Biçilmekten korkmamız gerekmeli
sadece.
Oysa öyle değil….
Çünkü küflü, mantarlı içimiz.
Paslanmışız, çürümüşüz.
Ondan ötürü zehirle dolu içimiz,
bunu en namussuzca biliriz. İnsanın kötü olduğunu bilmesi kadar kötü bir şey
yok. Kötülüğü sindiriyoruz…
Sindirmek ne demek? İçine aldığın
şeyi içinden bir parça yapmak demek.
Biz kötülük sindiriyoruz.
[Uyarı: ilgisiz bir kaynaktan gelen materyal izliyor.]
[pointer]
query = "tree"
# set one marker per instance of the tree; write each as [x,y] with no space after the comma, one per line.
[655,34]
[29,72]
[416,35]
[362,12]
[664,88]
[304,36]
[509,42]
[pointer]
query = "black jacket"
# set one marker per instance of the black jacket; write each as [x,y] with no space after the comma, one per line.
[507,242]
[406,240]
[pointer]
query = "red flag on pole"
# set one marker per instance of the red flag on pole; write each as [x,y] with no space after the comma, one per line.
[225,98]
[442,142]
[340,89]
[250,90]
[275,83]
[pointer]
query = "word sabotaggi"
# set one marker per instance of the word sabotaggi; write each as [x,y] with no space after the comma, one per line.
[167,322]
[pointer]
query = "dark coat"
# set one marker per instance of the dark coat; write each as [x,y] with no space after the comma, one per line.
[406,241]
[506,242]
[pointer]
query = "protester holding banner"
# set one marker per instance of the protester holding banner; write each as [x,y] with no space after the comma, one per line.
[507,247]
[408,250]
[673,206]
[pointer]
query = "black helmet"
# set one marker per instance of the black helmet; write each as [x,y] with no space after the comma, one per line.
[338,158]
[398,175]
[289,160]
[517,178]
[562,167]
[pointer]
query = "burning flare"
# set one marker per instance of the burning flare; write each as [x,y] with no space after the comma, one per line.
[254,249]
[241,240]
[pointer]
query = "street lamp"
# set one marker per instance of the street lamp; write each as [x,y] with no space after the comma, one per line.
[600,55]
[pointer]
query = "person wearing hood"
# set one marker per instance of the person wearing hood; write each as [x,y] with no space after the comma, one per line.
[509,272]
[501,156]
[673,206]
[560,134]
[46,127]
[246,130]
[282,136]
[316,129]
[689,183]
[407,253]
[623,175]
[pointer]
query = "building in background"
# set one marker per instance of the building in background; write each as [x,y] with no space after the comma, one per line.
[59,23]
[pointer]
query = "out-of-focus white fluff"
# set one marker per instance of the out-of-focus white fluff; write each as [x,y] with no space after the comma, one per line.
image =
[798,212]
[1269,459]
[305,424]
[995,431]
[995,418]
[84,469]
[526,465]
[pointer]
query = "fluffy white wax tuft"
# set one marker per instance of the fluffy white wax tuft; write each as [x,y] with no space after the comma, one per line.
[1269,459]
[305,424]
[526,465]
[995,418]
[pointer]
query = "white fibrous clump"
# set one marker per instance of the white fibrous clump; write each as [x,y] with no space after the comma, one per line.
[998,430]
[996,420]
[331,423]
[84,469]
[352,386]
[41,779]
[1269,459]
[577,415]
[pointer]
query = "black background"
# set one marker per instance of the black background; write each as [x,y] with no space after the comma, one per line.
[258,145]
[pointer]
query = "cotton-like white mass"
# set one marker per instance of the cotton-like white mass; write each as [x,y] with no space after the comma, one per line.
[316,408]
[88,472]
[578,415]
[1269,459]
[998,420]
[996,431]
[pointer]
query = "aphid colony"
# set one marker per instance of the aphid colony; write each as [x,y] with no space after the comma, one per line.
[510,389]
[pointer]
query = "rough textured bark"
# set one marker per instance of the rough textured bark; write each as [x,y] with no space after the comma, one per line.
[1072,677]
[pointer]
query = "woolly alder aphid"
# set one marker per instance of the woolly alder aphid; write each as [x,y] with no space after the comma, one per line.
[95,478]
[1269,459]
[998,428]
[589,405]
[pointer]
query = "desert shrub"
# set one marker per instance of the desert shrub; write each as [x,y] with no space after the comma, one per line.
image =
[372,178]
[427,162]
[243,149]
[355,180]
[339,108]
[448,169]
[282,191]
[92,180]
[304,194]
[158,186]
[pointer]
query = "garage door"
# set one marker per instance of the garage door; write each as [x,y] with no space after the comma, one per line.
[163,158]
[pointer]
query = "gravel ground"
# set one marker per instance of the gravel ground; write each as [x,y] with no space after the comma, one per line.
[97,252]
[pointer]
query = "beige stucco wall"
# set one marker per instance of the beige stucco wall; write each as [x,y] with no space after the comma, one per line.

Çünkü
kötülükle besleniyoruz.
Hayır… Kötülükten bahsedip de ümitsizlik
etmemek lâzım, ben de biliyorum da… Göz göre göre yalan söylendiğinde…
Çocukluğumuzun en masum anılarına küfredildiğini işittiğimizde… Her şeyin tepe taklak edildiğini gördüğümüzde…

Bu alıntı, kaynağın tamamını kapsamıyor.